The right hon. Member for Sowerby gave an example of a factory in his constituency which sometimes did not require its labour for a fortnight or so, but did not want to get rid of its workers.
There are other examples. A serious fire in a factory might mean that while the workers were not to be dismissed, they could not be employed for two or three weeks, or even longer. As I say, it is not always easy to draw a clear cut distinction in these matters. We should not, therefore, be too certain that the proposed provisions would in all cases be as beneficial in their effect as has been suggested
As to whether or not they will be fair to employers, will the Minister give a clear answer to the question which many hon. Members have asked; do the Government intend to introduce legislation to compel all employers to pay the equivalent of unemployment benefit to suspended or short-time workers?
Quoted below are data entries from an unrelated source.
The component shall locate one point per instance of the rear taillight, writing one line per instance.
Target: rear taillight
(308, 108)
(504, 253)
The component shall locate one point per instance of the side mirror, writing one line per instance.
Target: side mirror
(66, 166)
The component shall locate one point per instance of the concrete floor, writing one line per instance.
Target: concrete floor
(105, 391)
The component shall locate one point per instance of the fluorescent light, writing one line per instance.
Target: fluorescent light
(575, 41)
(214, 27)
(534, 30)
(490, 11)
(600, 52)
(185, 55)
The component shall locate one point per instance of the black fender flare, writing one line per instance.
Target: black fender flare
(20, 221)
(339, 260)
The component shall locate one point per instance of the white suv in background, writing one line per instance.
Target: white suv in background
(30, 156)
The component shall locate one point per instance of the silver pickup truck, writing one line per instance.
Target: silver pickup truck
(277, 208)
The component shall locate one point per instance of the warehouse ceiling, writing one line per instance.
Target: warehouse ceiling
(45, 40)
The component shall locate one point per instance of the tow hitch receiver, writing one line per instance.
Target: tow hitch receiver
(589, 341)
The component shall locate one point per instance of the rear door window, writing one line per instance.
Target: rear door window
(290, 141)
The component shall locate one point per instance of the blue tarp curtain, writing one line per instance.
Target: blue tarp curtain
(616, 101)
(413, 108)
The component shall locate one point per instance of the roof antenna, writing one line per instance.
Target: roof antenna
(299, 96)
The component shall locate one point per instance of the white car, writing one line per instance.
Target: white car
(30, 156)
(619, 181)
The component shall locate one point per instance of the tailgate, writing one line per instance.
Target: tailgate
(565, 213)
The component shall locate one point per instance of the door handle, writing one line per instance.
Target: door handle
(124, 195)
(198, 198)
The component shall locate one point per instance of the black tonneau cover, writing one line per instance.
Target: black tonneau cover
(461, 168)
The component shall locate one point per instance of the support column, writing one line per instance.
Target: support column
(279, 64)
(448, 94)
If that is their intention and if it is not to be done by agreement, or when a compulsory national basic minimum wage is in operation, then, this will be difficult at a time when other tax burdens on industry have gone up sharply—this applies particularly to smaller factories. I now represent a constituency which has only small industrial units and they are finding the effects, for example, of the new special import deposits extremely difficult, so the Government should be careful before pressing ahead without the agreement of industry.
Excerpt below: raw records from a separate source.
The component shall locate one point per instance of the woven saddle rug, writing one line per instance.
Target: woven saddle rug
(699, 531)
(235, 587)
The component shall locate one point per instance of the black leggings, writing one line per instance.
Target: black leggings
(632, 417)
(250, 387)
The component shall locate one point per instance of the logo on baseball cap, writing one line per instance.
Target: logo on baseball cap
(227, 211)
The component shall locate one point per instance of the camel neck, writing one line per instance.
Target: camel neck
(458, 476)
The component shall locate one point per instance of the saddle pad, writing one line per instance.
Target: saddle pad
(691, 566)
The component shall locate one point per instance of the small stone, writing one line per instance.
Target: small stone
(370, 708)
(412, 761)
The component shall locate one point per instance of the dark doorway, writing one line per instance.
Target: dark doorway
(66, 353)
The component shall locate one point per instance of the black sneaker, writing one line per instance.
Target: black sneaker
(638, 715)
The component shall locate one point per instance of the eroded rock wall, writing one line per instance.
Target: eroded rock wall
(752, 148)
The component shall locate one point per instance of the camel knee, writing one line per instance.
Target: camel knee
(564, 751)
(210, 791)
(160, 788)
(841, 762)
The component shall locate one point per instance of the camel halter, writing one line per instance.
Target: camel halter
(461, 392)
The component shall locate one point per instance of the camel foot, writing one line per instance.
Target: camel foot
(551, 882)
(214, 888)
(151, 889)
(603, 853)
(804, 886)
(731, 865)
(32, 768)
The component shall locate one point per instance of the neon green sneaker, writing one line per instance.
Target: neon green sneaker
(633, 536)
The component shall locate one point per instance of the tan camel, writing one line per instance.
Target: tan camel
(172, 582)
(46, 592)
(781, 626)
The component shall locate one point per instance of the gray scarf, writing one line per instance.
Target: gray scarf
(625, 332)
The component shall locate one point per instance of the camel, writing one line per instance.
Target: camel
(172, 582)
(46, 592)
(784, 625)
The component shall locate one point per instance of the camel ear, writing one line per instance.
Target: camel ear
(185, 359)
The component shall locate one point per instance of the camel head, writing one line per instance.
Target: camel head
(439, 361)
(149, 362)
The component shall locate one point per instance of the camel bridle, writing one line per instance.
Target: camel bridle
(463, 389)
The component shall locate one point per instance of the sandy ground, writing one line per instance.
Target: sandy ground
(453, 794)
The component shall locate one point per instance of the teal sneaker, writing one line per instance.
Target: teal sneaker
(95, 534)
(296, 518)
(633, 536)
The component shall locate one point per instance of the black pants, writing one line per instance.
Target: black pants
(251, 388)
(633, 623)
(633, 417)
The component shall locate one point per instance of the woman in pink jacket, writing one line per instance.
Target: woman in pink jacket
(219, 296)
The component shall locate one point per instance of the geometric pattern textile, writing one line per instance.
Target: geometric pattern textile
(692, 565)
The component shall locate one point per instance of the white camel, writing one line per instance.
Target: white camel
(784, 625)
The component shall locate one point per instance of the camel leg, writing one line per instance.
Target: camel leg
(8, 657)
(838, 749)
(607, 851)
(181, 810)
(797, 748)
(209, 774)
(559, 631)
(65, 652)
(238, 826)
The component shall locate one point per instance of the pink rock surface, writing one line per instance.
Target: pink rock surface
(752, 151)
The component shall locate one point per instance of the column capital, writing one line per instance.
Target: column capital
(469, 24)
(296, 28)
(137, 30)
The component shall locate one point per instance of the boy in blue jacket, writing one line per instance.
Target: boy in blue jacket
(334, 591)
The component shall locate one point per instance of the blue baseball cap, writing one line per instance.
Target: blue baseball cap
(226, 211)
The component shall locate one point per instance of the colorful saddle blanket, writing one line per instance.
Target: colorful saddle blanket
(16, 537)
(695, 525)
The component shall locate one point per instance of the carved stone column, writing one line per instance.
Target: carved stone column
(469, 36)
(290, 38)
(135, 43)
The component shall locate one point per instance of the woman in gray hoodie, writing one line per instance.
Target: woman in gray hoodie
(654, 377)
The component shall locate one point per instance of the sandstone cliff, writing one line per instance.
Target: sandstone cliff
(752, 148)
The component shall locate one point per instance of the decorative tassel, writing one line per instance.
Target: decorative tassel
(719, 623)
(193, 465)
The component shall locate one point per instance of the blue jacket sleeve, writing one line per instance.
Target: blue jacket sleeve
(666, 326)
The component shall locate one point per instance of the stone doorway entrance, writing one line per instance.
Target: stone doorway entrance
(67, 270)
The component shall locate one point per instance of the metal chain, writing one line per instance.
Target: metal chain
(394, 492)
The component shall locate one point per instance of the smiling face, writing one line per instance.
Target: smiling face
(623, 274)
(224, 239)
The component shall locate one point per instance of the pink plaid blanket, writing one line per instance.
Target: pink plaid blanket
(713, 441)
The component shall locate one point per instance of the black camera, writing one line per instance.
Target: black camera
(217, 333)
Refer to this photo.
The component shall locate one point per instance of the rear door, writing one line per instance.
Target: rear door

As to whether the proposals are likely to be fair to the nation as a whole, one must strike a note of anxiety about whether or not unofficial strikes will be made more likely. It appears on the face of it that, if an employer must pay suspension benefits to any of his employees who are put out of work as a result of an unofficial strike in another part of the industry, or perhaps as a result of the activities of a trade union operating in his factory but different from the union representing the men who are put out of work, the pressures on employers to meet the demands of unofficial strike leaders could be increased.
My only comment about Clause 2 is on the proposal to extend from six months to 12 months the period within which social security benefits may be encashed. As hon. Members have made clear, this is a generally acceptable doc trine, both in terms of extending the period of time and also in keeping some limit on the period. We have all had constituency cases brought to our attention of people who, for good reason, have not claimed their benefit within six months. By extending it to 12 months we appear to be giving a fair answer to this problem. We must thank the National Insurance Advisory Committee for its Report on this subject.
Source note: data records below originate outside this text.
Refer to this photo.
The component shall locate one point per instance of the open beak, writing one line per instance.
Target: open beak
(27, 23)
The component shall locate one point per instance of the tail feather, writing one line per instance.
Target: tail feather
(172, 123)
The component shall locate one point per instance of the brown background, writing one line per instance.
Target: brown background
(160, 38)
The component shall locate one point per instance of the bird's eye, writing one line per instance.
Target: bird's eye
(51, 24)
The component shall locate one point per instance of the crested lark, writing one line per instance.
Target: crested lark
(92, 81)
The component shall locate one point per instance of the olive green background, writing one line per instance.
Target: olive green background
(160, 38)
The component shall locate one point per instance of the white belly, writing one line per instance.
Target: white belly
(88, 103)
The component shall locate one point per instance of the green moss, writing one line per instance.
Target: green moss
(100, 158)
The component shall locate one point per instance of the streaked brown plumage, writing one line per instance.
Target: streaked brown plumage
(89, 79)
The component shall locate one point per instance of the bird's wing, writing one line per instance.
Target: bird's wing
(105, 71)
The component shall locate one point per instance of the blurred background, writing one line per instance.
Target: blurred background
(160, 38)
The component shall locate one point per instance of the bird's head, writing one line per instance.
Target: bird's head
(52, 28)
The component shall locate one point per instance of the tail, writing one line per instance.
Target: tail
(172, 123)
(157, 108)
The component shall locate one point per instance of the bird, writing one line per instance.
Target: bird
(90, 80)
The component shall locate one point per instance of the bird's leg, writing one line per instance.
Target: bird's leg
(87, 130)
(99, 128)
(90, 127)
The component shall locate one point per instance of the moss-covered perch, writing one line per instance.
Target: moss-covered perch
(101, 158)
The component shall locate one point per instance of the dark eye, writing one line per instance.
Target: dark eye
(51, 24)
But it is worth noting that the Inland Revenue can claim back money due to it from taxpayers for a period of six years after it becomes due It seems that one criterion is used when the State is owed money and another when it owes money. I have never been able to understand why, in dealing with individuals, the State is always allowed to have the law so heavily loaded in its favour. Why should a national insurance contributor who happens to be, even under the new proposals, a year and a day over the period in which he should have applied, excluded from benefit, while the State has up to six years to demand payment from any taxpayer who owes it money. This extraordinary distinction seem to underline one aspect of the present national discontent, which is the subordination of the individual to the State.